Getting ready
In this week we are going to write and optimize an assembly language
program related to the
Collatz conjecture
or Syracuse problem:
Assuming integers of unlimited size,
is there any positive integer n
that results in the following program getting in an infinite loop?
x = n ; r = 0 ; while (x != 1) { if (x%2 ==1) { x = 3*x + 1 ; } else { x = x/2 ; } r = r + 1 ; }
In the process of writing this program in PIC assembly with 16-bit integers (admittedly a pretty small sample of integers), you’ll learn something about flow control and optimization in an assembly language and take another look at the sizes of integers that can be stored in fixed fields.
Getting started
We’re going to start this lab with a C++ program.
Why C++? Because Java doesn’t allow the goto
and
C and Java don’t support operator overloading
and it never hurts to experience yet another programming language.
Start up NetBeans and make the menu choices File ⇒ New Project... . At the New Project window select C/C++ and C/C++ Application. and then press Finish. At the next screen, call your main file collatz and be sure you are creating a C++ program.
In the Projects tab, bring up the file collatz.cpp under the Source Files expander. Delete the starter C++ code and copy the initial C++ code for this lab into your NetBeans program window.
#include <iostream> using namespace std; int main(int argc, char** argv) { short n, x, r ; cout << "Enter your number" << endl ; cin >> n ; x = n ; r = 0 ; while (x != 1) { if (x%2 == 1) { x = 3*x + 1 ; } else { x = x/2 ; } r = r + 1 ; } cout << r << " iterations required for " << n << endl ; return 0; }
For some reason, I had to build this program twice before the red exclamation points disappeared.
This looks quite a lot like a C program except for the
using namespace
and the odd I/O.
We’ll leave the using namespace
for a junior-level
course. In C++ I/O is often done with
>>
for input and
<<
for output.

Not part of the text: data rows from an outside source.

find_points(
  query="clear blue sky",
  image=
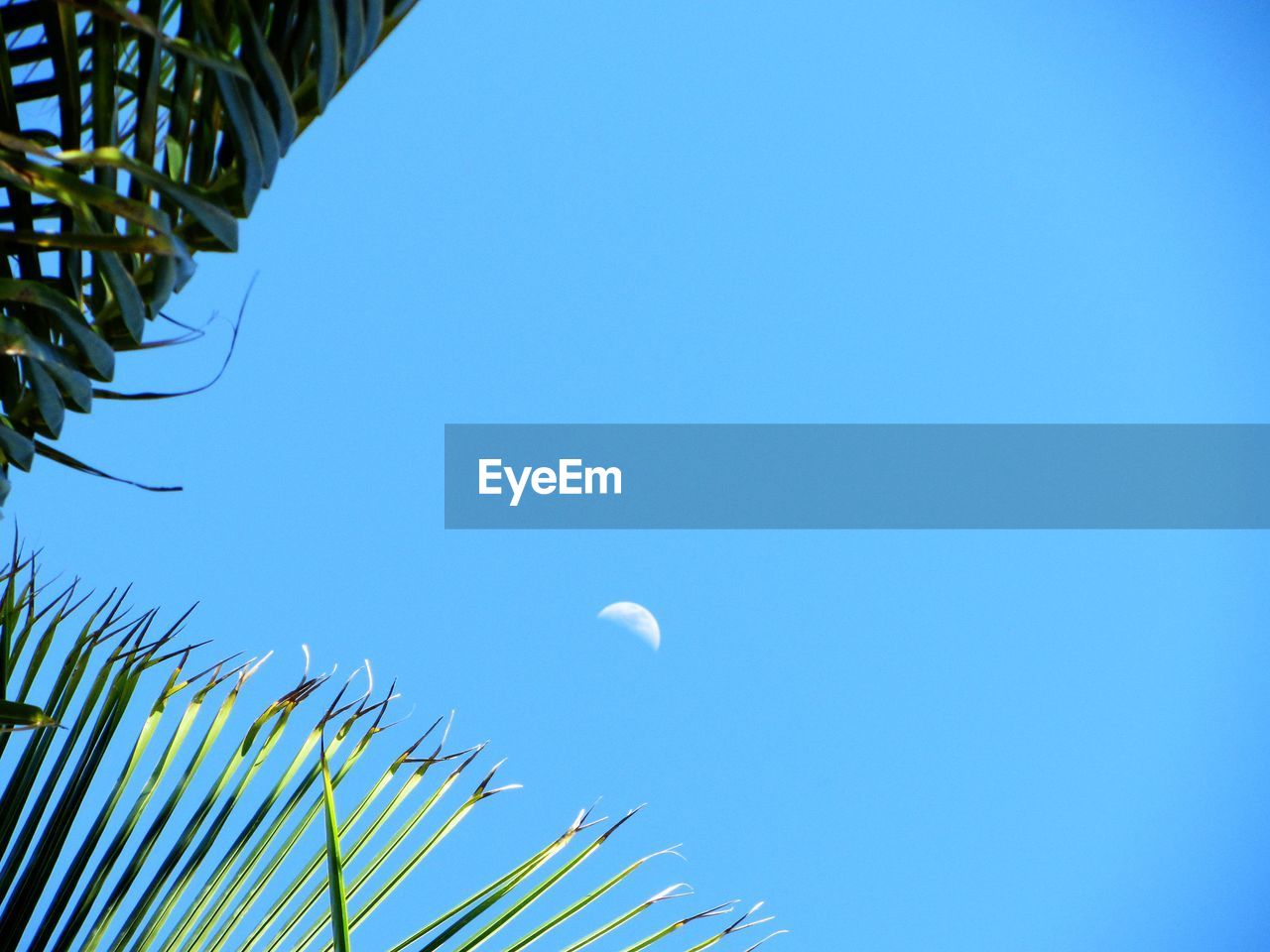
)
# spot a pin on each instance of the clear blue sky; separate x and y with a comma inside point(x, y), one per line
point(760, 212)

This is an example
of operator overloading which allows a programmer to associate
class methods with program operators.
When using a C++ istream
object
(similar to the InputStream
of Java),
>>
means read not left shift.
Run your program with the input number 77. You’ll get 22 for the number of iterations: 77 → 232 → 116 → 58 → 29 → 88 → 44 → 22 → 11 → 34 → 17 → 52 → 26 → 13 → 40 → 20 → 10 → 5 → 16 → 8 → 4 → 2 → 1. As you can see the Collatz sequence can grow and shrink in unexpected ways. Download a spreadsheet that allows you to compute the sequence and try out some values.
A problem of range
Getting negative
Run your program again but give it the input 447. No answer? Your program is in a loop. You’ll have to terminate it by pressing the little X on the right side of the bottom of the NetBeans window.

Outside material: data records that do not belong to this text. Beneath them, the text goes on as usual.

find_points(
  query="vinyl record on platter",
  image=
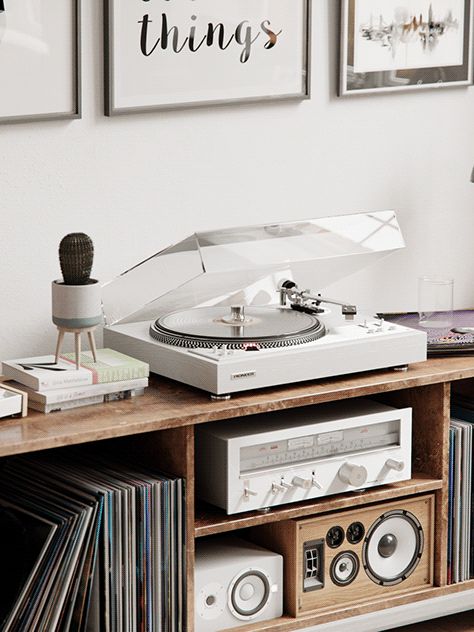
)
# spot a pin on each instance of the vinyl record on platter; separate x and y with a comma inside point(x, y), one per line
point(236, 327)
point(393, 547)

On the 52th iteration with input 447, x
reached 13121.
The 53th x
should be 39364. But it isn t.
What is the next value of x
in your code at this point?
(Hint: 215 is 32768.)
How does declaring your program’s variables as unsigned short
s
fix this problem?
You and some person sitting next to you must agree on an answer to this question to pass this checkpoint.
Also, add the unsigned
modifier to your declarations
so that your program works when you type in 447.
It should print 97.
Getting too big
You probably see where this is going.
This time type in 703.
Your program prints 75, but the real answer is 170.
Change your variable declarations from unsigned short
to unsigned int
to see what we mean.
This time the problem occurs when x
is 22841.
Again, what is the next value of x
in your code at this point?
(Hint: 216 is 65536 and 3*22841+1 is 68524.)
How does declaring x
as an unsigned int
fix this problem?
You and some person sitting next to you must agree on an answer to pass this checkpoint.
Is there hope?
Since the second week of class
you have known that twos-complement numbers have a limited range.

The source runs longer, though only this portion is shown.